Jack Finnegan war der nächste, der entwaffnet wurde. Dann folgte Paddy Rogers, dann der Kutscher, der eine kleine Kiste mit sich schleppte.
Jeder mußte an die Wand, die Beine spreizen und sich dann anlehnen. Und jeder einzelne wurde von etlichen Kerlen bewacht.
Als Hasard einmal hochblickte, sah er weiter oben zwischen den Felsen ebenfalls Kerle lauern, die ihre Musketen nach unten gerichtet hatten.
Nein, entschied er, hier war wirklich jeder Widerstand zwecklos. Noch waren sie nicht erledigt, denn noch lebten sie. Und sie hatten sich schon aus ganz anderen verteufelten Situationen herausgewunden. Vielleicht hatten sie auch diesmal Glück, und es bot sich ihnen irgendwann einmal eine kleine Chance.
„Du auch an die Wand, Killigrew!“ befahl Easton Terry dem Seewolf. „Mit dir haben wir noch etwas Besonderes vor.“
„Ich dachte, Grammont gibt hier die Befehle“, sagte Hasard lässig. „Du bist doch nur ein kleiner Verräter, der sich auf die andere Seite geschlagen hat.“
Grammont blickte aus schmalen Augen herüber. Sein Mund war verkniffen, aber er sagte nichts. Hasard sah ihm jedoch deutlich an, daß es ihm nicht paßte, wie Terry hier das große Wort schwang.
Easton Terry zitterte vor unterdrückter Wut. Es sah aus, als wollte er sich mit einem brüllenden Schrei auf Hasard stürzen. Als Yves Grammont jedoch nähertrat, blieb er untätig stehen. Nur seine Augen sprühten voller Haß und Rachsucht.
Grammont ging weiter, blickte die entwaffneten Seewölfe an und lächelte wieder. Mit der linken Hand schob er vorsichtig die Augenbinde etwas höher. Dann legte er den Kopf in den Nacken und blickte zu den Felsen hoch.

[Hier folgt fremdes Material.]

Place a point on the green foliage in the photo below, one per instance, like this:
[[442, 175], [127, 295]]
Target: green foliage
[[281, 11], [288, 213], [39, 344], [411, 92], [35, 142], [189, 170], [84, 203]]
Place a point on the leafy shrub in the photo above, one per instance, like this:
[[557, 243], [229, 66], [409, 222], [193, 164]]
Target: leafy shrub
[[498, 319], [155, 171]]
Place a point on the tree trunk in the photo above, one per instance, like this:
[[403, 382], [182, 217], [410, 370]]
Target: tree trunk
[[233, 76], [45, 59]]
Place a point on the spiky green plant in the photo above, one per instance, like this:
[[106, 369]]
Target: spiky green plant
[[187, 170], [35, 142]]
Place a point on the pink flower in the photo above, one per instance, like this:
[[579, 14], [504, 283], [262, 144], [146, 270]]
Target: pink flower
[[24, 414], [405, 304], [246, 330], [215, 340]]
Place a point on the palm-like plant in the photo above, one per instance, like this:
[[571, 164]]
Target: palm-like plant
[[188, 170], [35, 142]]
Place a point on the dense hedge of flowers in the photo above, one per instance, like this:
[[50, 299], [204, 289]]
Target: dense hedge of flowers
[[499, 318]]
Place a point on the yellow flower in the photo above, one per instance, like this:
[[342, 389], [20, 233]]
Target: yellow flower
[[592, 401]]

„Ihr da oben! Gebt den Schiffen Signal, damit sie die beiden anderen durchsuchen. Und ihr“, wandte er sich an zwei andere, „werdet mich hinüberpullen. Paßt gut auf die Gefangenen auf. Ich lasse jedem den Kopf abschlagen, wenn etwas passiert.“
„Ich übernehme die Verantwortung“, sagte Easton Terry.

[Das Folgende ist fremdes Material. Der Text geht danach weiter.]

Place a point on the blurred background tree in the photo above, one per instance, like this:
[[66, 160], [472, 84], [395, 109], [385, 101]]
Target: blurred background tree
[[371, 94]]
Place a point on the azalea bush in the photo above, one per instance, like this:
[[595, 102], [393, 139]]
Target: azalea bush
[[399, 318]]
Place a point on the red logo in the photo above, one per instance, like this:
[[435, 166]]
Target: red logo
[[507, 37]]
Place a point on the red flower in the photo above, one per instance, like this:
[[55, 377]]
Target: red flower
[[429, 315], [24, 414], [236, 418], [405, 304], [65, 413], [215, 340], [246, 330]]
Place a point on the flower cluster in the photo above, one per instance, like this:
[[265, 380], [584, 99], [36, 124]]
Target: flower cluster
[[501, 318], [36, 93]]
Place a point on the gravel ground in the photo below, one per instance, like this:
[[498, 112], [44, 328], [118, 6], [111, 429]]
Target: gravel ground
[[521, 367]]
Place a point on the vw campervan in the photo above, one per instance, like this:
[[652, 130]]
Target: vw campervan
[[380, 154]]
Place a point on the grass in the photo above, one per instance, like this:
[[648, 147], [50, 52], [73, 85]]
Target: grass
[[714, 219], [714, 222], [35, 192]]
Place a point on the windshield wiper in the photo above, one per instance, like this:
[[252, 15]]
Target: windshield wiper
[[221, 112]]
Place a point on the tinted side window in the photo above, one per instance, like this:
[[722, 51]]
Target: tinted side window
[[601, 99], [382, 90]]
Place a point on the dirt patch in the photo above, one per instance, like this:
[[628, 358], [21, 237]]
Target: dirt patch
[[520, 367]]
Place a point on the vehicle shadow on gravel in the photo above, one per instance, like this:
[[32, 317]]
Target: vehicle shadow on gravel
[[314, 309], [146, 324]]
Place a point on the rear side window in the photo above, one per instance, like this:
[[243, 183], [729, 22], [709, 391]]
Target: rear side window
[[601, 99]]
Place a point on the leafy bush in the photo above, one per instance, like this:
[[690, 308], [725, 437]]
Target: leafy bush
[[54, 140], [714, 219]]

Grammont blickte ihn kurz an, dann nickte er.
Im selben Augenblick ertönte Smokys verächtlich klingende Stimme: „Einem Verräter würde ich nicht über den Weg trauen.“
Terry lief rot an und wollte sich auf den Decksältesten der Seewölfe stürzen. Grammonts kühler Blick bewirkte jedoch, daß er die Arme sinken ließ.
Bevor der Anführer der Piraten zum Wasser hinunterging, um eins der Boote zu besteigen, wandte er sich noch einmal an den Kutscher, der mit erhobenen Händen am Felsen stand.
„Was ist in der Kiste drin?“
„Salbe, Verbandszeug, Knochensägen und Medizin“, erklärte er frostig.
„Den Kasten öffnen!“ befahl Grammont.
Ein roher Fußtritt von einem der Piraten ließ die Holzkiste fast auseinanderfliegen. Der Inhalt bestand tatsächlich aus Verbandszeug, Salben und anderen Instrumenten, wie der Kutscher gesagt hatte.
Grammont durchstöberte alles noch einmal, denn er traute den Seewölfen jede List zu. Als er nichts entdeckte, wandte er sich schulterzukkend ab und ging zum Wasser hinunter.
„Kann ich die Verwundeten versorgen?“ fragte der schmalbrüstige Kutscher Easton Terry. „Le Testu ist verletzt und blutet, und der andere Mann ebenfalls.
„Gar nichts wirst du“, erwiderte Terry scharf. „Hier gebe ich die Befehle. Alles bleibt so, wie es ist. Keiner rührt sich.“
Der Kutscher blickte den Verräter, der sie alle ans Messer geliefert hatte, unerschrocken an.
„Daß du ein heimtückischer Verräter bist, das wissen hier alle. Aber du bist auch ein Schwein, Easton Terry, und wenn einer der Männer verblutet, dann geht das auf deine Rechnung. Vielleicht wird sich das Blatt einmal wenden, und dann gnade dir Gott. Du hast keinen Kaperbrief mehr, du bist nichts weiter als ein lausiger, hinterhältiger Pirat. In England wird man dich an den nächsten Baum hängen, du bist …“
Terry war mit zwei Schritten heran. Er holte aus und schlug dem Kutscher die Faust ins Gesicht. Der Koch und Feldscher der ehemaligen „Isabella VIII“. taumelte zurück und spuckte vor Terry in den Sand. Aus seinem rechten Mundwinkel lief ein dünner Blutfaden.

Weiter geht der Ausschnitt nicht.